Why media is wrong in claiming that pro-life laws don’t work
“[T]he Lancet article is one of a long line of studies that use global public-health data and purportedly find that incidence of abortion has little correlation with its legal status,” he says, but explains that such a conclusion relies on comparing incomparable countries: “most countries that restrict abortion are in Africa, South America, and the Middle East and have much higher poverty rates and a higher incidence of other social pathologies that might increase the demand for abortion.”
New goes on to note that abortion advocates have failed to acknowledge “considerable variation in abortion trends,” particularly that “between 1990 and 2014, contraceptive-friendly Western Europe actually saw its abortion rate rise 35 percent, the largest increase for any region analyzed in the Lancet study.”
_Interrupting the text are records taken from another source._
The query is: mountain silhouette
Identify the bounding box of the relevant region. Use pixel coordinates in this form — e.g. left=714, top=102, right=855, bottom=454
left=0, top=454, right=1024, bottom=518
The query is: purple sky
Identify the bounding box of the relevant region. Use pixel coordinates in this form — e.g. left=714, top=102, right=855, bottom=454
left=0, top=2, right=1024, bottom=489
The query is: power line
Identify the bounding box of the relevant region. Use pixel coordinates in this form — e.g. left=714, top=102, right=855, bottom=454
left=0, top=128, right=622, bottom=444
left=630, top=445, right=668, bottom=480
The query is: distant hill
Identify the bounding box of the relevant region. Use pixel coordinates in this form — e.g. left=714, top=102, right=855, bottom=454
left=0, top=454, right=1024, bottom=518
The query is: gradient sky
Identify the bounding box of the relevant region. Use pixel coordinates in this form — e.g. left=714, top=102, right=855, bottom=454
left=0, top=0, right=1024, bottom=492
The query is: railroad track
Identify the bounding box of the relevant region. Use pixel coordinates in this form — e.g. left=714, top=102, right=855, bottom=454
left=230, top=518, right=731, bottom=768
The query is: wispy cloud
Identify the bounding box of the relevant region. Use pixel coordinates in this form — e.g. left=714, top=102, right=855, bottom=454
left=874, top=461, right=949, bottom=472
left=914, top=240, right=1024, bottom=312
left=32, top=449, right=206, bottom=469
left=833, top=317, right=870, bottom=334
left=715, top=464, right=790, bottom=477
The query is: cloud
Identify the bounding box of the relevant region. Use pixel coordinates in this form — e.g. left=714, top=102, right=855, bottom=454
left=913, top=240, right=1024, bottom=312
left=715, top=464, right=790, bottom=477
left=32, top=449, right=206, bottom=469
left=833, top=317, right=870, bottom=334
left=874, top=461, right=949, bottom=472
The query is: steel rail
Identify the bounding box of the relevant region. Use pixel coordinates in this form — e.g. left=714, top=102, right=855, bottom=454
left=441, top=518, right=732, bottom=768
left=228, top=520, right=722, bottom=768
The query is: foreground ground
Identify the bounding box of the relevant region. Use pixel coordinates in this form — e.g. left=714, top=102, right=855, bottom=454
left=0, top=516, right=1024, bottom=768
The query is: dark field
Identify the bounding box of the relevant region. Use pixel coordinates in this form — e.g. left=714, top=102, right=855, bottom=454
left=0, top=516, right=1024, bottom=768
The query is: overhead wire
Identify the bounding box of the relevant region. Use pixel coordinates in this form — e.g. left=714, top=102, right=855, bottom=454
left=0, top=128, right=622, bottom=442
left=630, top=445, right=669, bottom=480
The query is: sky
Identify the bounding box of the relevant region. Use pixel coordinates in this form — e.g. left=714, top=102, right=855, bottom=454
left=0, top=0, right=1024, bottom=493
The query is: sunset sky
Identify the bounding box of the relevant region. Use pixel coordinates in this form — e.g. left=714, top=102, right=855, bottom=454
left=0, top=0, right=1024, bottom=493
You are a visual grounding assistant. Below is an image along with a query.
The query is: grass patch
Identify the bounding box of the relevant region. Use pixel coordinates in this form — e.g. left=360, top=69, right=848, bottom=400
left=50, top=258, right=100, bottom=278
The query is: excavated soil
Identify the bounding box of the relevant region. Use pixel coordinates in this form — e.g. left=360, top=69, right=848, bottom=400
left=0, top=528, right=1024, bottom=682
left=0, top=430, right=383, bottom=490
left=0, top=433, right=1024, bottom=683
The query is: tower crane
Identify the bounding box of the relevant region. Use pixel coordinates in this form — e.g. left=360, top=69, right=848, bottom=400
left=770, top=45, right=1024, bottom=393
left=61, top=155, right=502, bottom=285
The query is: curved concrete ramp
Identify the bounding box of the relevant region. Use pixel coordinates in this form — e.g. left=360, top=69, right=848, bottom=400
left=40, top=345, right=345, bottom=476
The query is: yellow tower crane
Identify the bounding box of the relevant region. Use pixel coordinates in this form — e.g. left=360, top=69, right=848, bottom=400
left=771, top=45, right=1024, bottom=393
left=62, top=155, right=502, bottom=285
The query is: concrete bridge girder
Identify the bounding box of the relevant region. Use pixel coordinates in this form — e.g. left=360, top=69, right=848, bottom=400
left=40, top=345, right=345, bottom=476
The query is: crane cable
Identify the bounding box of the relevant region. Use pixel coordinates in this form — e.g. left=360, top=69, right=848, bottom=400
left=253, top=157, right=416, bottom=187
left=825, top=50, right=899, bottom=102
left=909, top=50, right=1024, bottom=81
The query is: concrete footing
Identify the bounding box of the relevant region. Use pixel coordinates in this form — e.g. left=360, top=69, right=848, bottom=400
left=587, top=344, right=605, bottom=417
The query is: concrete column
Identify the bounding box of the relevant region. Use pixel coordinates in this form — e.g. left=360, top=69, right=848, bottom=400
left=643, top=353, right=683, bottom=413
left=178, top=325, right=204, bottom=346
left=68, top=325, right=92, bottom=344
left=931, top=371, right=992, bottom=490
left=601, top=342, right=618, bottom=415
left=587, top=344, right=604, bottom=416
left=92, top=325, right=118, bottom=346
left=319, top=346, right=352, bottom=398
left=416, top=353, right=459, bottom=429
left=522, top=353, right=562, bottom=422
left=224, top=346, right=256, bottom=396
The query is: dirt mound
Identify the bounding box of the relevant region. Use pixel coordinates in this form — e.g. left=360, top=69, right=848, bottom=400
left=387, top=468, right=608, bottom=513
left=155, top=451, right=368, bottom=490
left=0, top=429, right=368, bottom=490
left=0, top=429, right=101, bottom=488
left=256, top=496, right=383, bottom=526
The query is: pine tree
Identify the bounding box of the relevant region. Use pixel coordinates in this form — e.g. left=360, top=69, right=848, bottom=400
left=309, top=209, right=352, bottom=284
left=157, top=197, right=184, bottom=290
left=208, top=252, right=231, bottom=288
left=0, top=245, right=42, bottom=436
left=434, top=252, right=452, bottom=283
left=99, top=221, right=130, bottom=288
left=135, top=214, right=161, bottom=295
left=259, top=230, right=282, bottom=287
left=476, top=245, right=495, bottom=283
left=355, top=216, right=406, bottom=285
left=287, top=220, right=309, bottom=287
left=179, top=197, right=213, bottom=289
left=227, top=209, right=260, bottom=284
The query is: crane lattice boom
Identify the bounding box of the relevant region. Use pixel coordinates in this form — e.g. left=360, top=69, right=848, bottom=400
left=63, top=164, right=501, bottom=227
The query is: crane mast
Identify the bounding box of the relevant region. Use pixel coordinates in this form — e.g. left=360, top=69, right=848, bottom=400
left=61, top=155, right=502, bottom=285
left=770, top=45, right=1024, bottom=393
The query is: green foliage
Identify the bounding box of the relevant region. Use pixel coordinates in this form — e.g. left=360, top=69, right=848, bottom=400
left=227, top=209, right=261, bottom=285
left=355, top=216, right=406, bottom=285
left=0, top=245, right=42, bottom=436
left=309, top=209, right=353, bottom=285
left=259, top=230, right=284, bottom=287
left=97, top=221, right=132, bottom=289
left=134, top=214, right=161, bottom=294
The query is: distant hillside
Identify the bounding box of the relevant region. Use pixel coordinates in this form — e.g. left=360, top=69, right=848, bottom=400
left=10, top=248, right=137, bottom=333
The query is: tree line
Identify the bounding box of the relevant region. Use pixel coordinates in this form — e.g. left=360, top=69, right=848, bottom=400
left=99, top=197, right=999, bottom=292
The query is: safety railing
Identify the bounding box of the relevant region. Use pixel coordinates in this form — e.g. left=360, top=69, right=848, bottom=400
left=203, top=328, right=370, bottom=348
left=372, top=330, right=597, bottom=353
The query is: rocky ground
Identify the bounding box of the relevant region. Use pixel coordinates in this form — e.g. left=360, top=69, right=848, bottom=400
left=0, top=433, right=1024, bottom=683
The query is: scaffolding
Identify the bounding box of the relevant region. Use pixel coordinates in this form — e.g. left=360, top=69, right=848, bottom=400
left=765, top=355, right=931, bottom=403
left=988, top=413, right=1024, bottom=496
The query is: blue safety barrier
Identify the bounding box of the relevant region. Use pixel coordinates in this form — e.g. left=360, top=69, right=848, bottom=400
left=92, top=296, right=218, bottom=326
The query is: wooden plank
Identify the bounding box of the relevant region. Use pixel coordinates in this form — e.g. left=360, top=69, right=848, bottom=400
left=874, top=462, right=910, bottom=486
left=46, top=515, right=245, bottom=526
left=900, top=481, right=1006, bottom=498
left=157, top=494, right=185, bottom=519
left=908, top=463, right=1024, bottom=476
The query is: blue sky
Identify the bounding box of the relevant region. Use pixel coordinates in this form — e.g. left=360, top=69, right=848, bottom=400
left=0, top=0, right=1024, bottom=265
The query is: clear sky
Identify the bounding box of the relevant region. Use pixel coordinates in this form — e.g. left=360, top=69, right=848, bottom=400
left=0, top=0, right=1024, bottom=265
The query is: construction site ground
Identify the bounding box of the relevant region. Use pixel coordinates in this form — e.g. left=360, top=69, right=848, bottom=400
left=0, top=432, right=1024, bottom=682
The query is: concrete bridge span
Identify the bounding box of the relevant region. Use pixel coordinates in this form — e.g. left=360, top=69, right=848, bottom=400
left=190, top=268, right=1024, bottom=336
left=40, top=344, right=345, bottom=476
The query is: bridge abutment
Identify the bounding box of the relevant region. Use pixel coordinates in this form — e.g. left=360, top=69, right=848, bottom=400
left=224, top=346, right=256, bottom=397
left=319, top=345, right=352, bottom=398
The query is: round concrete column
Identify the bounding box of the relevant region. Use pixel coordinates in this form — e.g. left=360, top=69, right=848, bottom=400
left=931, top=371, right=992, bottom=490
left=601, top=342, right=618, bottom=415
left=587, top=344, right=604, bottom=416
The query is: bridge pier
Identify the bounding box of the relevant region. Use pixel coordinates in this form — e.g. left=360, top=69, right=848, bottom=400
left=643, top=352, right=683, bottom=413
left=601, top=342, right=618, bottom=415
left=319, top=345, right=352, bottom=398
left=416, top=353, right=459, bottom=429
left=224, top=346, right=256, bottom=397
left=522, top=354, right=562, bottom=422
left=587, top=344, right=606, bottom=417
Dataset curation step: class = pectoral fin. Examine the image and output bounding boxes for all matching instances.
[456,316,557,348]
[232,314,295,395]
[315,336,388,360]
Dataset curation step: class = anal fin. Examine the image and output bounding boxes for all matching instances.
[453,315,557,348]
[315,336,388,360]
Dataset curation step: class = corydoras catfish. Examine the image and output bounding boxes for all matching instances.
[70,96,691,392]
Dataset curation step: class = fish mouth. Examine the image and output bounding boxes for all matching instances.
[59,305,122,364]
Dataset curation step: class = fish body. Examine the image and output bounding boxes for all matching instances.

Contrasting the media narrative, New cites a 2004 Journal of Law and Economics study which “analyzed how changes in abortion policies in post-Communist Eastern Europe affected abortion rates,” and “concluded that modest restrictions on abortion reduced abortion about 25 percent.”
Live Action News’s past analysis of the subject has cited Poland and Ireland as examples of countries more comparable to the United States where prohibiting abortion has effectively and dramatically reduced abortion rates, as well as pointed out that abortion advocates substantially exaggerated the number of illegal pre-Roe abortions in order to paint American abortion prohibition as pointless.
In addition, Live Action has found that ultrasound laws and waiting periods have been effective in reducing abortion rates. In 2012, Patheos blogger Marc Barnes found that states rated hostile to abortion “rights” by NARAL Pro-Choice America tended to have lower abortion rates.